Search code examples
clustered-indexsnowflake-cloud-data-platform

Snowflake: 2 correlated columns have very different clustering information (one has perfect, the other has terrible)


We have a table with 120M rows (over 2222 micropartitions), that has 2 important columns, record_id with values in format as prefix|<account_id>|<uuid> (unique) and column account_id, which has the value of <account_id>. Note that the prefix is same for all records. Then of course some factum columns, but that is not relevant.

Snowflake shows perfect clustering for the record_id column (automatically chosen by SF, no specified clustering is set by us) via clustering_information function:

"total_partition_count" : 2222,
 "total_constant_partition_count" : 2222,
 "average_overlaps" : 24.0,
 "average_depth" : 25.0,

However, for the column account_id, the clustering is very bad

 "total_constant_partition_count" : 0,
 "average_overlaps" : 2221.0,
 "average_depth" : 2222.0,

There is about 130 distinct account ids, which means that on average, records of one account_id should be over 17 partitions. Even if snowflake clusters by records_id, the beginning of that column (prefix|<account_id>) correlates with account_id column. So, records with the same account_id should end up in the same partitions. Therefore, I cannot figure out why there is 100% overlap of micropartitions for the account_id column. It is like if snowflake used some weird sorting for the record_id column and thus scattered rows of each account across all partitions. Is that possible?
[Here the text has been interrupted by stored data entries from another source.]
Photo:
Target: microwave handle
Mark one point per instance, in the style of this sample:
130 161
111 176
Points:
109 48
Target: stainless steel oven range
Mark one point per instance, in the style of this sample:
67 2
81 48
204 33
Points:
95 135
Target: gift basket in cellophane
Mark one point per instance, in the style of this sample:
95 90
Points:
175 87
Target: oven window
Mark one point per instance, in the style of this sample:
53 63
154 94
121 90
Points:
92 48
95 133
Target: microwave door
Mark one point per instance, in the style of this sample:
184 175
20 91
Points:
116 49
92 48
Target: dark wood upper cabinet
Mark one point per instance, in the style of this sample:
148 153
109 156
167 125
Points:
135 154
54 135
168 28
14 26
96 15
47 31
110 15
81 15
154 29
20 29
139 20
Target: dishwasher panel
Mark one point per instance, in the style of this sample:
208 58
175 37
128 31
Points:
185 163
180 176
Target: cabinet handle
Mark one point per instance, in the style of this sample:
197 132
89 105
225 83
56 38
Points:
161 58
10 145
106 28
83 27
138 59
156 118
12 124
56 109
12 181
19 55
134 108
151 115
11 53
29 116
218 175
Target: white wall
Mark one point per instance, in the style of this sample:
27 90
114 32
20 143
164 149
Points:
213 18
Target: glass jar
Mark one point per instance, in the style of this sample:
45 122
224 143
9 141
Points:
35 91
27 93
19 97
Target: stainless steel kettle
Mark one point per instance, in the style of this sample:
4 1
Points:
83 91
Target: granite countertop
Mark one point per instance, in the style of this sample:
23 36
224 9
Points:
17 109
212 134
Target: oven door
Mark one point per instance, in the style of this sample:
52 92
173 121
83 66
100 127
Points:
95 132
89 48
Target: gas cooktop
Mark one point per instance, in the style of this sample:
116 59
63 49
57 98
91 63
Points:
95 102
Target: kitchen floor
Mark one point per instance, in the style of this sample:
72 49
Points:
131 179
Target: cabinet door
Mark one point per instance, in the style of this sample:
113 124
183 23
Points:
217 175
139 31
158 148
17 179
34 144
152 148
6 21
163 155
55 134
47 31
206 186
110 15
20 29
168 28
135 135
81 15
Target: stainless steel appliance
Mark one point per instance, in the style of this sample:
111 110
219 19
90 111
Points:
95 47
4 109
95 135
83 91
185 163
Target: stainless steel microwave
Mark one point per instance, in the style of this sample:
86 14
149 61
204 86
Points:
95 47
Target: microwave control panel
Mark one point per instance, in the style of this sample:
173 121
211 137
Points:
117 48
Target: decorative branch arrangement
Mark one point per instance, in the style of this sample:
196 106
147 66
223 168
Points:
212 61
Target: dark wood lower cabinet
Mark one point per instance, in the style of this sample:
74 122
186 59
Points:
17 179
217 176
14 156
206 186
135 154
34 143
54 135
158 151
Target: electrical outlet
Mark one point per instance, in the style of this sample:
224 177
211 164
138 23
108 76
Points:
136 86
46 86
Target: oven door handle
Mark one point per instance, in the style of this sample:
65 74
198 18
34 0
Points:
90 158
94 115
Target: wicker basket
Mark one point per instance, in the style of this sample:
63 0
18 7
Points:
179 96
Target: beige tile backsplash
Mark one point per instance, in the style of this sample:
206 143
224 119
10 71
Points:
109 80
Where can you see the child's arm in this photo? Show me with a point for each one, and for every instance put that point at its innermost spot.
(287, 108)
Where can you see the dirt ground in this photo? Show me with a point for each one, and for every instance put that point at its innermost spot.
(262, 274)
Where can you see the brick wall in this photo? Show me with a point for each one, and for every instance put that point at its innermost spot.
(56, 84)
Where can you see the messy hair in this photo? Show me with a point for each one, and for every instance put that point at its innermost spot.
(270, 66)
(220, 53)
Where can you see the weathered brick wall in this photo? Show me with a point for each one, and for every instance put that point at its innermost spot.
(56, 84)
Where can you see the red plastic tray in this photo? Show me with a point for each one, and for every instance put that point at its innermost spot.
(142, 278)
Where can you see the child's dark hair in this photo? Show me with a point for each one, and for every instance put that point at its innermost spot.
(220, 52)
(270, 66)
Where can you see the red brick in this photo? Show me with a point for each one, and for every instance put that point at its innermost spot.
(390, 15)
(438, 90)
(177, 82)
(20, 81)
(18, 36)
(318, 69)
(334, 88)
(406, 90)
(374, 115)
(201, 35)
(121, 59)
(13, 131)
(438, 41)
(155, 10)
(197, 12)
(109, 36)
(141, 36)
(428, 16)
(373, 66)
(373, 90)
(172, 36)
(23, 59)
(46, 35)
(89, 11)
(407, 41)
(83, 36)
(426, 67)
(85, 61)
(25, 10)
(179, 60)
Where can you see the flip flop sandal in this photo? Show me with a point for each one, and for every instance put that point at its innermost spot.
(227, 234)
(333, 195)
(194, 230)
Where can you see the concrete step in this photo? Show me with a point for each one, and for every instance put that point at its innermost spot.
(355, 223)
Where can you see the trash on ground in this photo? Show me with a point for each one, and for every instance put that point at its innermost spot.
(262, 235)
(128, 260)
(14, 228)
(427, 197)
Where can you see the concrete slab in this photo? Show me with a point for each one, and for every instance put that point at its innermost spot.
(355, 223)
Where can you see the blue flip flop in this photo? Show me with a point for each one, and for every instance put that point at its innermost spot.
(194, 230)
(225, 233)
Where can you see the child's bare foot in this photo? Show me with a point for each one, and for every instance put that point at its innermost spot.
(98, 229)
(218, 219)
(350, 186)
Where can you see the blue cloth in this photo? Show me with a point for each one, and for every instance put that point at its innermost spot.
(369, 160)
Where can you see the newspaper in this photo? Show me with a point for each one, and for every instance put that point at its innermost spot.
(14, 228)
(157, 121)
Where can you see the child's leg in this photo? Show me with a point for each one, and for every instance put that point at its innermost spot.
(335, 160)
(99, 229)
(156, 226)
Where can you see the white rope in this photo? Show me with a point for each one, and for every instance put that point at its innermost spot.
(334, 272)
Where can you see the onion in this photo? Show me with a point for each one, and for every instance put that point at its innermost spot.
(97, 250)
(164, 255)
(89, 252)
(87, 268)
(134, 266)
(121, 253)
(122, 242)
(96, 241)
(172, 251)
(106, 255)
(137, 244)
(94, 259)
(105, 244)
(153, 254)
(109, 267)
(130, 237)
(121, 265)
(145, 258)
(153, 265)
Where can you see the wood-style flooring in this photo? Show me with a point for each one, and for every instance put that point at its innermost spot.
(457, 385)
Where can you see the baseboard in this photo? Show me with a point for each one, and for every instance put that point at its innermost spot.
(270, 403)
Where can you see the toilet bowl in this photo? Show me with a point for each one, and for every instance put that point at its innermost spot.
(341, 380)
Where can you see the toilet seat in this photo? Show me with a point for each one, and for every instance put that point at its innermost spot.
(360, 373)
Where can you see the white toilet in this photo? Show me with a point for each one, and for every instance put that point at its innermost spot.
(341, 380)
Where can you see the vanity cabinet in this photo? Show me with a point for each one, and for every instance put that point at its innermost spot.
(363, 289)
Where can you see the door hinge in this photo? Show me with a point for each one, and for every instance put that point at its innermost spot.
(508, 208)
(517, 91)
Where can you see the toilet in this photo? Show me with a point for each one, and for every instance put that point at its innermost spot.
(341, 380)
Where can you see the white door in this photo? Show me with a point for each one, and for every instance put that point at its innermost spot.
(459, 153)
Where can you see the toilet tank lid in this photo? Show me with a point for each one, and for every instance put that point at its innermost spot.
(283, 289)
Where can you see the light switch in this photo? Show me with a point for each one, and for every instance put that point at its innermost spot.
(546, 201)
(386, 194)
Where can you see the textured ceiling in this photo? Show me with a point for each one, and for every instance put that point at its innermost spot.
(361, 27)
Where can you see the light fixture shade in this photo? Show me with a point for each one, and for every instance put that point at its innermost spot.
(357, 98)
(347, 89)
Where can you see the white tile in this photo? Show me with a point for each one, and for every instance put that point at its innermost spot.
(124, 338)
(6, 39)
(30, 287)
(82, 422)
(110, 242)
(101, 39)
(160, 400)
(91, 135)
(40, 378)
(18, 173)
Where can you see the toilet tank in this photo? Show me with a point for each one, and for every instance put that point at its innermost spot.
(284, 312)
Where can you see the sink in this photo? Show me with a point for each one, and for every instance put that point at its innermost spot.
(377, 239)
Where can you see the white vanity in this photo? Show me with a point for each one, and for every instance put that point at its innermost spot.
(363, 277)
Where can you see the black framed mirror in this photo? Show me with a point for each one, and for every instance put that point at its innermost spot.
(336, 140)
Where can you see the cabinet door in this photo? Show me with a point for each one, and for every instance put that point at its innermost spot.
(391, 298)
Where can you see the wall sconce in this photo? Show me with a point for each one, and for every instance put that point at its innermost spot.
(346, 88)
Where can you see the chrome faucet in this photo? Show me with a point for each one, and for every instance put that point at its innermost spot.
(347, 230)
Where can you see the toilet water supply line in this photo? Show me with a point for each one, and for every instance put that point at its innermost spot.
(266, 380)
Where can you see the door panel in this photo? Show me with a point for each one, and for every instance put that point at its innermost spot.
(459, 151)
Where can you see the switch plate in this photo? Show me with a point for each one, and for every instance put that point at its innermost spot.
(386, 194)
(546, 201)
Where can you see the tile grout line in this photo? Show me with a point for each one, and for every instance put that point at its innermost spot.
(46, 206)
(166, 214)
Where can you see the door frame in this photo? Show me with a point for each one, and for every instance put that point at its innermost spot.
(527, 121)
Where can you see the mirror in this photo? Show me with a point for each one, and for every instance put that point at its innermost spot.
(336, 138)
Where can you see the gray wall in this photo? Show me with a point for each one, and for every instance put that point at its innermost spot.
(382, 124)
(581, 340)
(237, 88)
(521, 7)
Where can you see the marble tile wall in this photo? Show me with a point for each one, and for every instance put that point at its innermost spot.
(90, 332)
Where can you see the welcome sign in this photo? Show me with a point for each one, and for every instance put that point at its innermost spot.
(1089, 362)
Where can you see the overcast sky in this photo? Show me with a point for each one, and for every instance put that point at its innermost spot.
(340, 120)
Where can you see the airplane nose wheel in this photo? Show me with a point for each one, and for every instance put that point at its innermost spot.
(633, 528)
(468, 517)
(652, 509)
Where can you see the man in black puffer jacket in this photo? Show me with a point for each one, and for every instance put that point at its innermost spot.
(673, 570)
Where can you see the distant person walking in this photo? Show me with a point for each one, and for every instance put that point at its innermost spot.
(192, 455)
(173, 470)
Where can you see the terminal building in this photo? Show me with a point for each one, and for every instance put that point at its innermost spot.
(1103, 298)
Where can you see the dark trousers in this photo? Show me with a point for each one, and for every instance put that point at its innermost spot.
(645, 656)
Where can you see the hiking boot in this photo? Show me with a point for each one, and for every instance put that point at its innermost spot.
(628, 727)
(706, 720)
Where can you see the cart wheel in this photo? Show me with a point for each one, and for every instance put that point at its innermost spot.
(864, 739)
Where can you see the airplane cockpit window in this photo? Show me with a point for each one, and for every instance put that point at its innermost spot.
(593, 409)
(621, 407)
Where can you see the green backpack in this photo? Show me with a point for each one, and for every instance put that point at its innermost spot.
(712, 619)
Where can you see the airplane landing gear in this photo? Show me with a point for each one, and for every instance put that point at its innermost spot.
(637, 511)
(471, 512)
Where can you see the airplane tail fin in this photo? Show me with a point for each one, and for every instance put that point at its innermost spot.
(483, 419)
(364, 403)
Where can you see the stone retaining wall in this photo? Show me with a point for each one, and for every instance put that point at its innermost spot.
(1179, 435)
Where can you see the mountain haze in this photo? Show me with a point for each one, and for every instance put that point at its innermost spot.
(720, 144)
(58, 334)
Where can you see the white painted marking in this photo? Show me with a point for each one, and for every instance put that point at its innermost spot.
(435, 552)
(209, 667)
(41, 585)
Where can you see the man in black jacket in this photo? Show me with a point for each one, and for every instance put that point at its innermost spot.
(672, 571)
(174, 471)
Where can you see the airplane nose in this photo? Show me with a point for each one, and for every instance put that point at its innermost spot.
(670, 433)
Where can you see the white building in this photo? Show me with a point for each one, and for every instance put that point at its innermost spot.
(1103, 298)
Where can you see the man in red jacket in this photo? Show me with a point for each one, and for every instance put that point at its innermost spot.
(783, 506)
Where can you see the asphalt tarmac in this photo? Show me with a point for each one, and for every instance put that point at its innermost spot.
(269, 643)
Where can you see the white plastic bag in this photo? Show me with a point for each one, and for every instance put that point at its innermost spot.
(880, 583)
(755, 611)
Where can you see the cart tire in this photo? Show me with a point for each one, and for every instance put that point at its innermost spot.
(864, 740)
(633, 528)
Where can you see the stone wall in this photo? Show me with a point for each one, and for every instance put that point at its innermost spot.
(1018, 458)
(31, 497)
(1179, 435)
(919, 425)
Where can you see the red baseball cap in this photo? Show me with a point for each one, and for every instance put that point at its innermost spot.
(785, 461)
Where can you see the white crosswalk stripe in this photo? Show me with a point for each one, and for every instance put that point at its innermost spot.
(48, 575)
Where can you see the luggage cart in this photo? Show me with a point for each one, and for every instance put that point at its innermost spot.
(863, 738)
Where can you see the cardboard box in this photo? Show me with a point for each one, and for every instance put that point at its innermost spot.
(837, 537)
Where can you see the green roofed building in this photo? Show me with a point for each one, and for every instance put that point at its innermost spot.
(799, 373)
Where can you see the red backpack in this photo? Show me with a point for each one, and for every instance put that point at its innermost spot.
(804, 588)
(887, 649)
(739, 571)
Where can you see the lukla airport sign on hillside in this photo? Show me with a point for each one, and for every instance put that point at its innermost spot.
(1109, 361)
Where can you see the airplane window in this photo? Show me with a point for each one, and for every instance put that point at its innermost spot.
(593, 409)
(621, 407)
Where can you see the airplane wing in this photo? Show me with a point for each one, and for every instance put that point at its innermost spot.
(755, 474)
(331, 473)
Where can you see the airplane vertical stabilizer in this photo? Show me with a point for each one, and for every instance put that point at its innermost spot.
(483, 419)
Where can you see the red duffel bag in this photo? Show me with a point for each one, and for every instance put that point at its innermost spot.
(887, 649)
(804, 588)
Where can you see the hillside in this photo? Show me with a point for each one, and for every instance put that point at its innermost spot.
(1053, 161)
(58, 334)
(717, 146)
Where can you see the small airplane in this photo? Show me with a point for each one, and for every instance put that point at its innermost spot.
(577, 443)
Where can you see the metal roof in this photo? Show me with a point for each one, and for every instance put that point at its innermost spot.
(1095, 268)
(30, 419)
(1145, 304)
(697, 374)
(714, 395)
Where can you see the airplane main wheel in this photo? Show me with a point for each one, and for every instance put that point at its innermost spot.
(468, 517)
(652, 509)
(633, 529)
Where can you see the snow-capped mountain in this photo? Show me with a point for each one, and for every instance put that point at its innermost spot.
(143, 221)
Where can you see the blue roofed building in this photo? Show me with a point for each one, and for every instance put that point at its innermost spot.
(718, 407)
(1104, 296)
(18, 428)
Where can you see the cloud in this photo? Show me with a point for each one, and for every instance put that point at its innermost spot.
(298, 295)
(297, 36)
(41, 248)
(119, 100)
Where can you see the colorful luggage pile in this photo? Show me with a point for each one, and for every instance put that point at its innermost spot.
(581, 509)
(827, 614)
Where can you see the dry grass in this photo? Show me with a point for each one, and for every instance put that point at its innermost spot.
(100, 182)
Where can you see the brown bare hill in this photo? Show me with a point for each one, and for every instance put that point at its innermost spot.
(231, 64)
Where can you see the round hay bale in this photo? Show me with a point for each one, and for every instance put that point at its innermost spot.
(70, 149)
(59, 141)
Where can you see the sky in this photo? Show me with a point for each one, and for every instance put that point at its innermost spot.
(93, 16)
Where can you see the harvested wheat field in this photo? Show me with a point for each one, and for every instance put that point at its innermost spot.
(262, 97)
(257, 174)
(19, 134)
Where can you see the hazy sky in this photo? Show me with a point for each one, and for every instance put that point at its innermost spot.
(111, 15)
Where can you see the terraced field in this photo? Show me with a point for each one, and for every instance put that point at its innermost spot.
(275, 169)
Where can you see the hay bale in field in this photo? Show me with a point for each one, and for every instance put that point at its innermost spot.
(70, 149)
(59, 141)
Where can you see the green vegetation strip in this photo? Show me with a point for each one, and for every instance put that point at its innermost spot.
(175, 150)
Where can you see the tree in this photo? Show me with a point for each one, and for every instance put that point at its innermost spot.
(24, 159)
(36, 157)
This has negative consequences on performance, since doing a query with account_id filter results in scan of all partitions.

Note: also asked this question at snowflake forum https://support.snowflake.net/s/question/0D50Z00008vfglCSAQ/2-correlated-columns-have-very-different-clustering-information-one-has-perfect-the-other-has-terrible


Solution

  • In Snowflake's clustering reporting functions like those posted above, there is a limitation that only the first 6 characters of a varchar are considered for assessing clustering depth. So I would not trust the great results reported for record_id since the first 6 characters may be identical due to prefix even if the subsequent account_id's are random.

    The best solution would be to explicitly declare clustering on account_id and activate auto-clustering on the table.